= Ogden Lindsley =

American psychologist

Ogden R. Lindsley (August 11, 1922, in Providence, Rhode Island – October 10, 2004) was an American psychologist. He is best known for developing precision teaching (including the Standard Celeration Chart).

In 1948, he obtained an A.B. in Psychology from Brown University and two years later in 1950 a Sc.M. in Experimental Psychology. At Harvard University he studied Psychology under B. F. Skinner, earning his Ph.D. in 1957.

In 1953, Lindsley started the Behavior Research Laboratory at Harvard Medical School (Massachusetts Mental Health Center). There he analyzed the behavior of persons with schizophrenia. This was the first human operant laboratory. He invented the term "behavior therapy".

During the time O. R. Lindsley was Director of the Behavior Research Laboratory (from 1956 to 1961), Lindsley was a Research Associate in Psychiatry at Harvard Medical School. From 1961 to 1965, he was an Associate in Psychology. In 1962, Lindsley was awarded the Hofheimer Research Prize by the American Psychiatric Association.

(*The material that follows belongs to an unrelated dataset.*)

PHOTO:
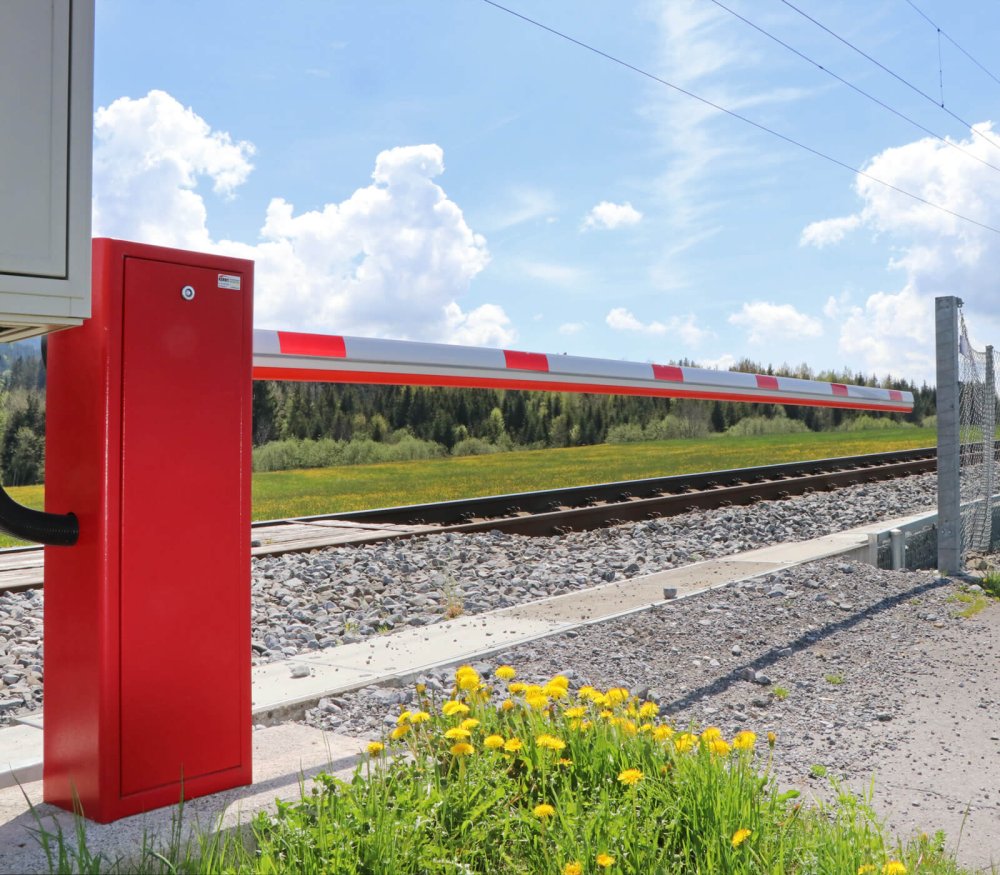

In 1965, Lindsley gave up the laboratory and moved into special education teacher training at the University of Kansas. From 1965 to 1971, he was Director of Educational Research in the Medical Center and a Research Associate in the Bureau of Child Research. In 1971 he was appointed a professor in education at the University of Kansas until he retired in 1990. He was an active emeritus professor until his death. Ogden Lindsley died of bile duct cancer on October 10, 2004, aged 82, at the Kansas University Medical Center with his wife, Nancy, at his side.

== Selected works ==

- Lindsley, Ogden R. (1990). "Precision Teaching: By Teachers for Children"
- Lindsley, Ogden R. (1991). "Precision teaching's unique legacy from B. F. Skinner"
- Lindsley, Ogden R. (1992). "Precision Teaching: Discoveries and Effects"
- Lindsley, Ogden R. (1992). "Why Aren't Effective Teaching Tools Widely Adopted?"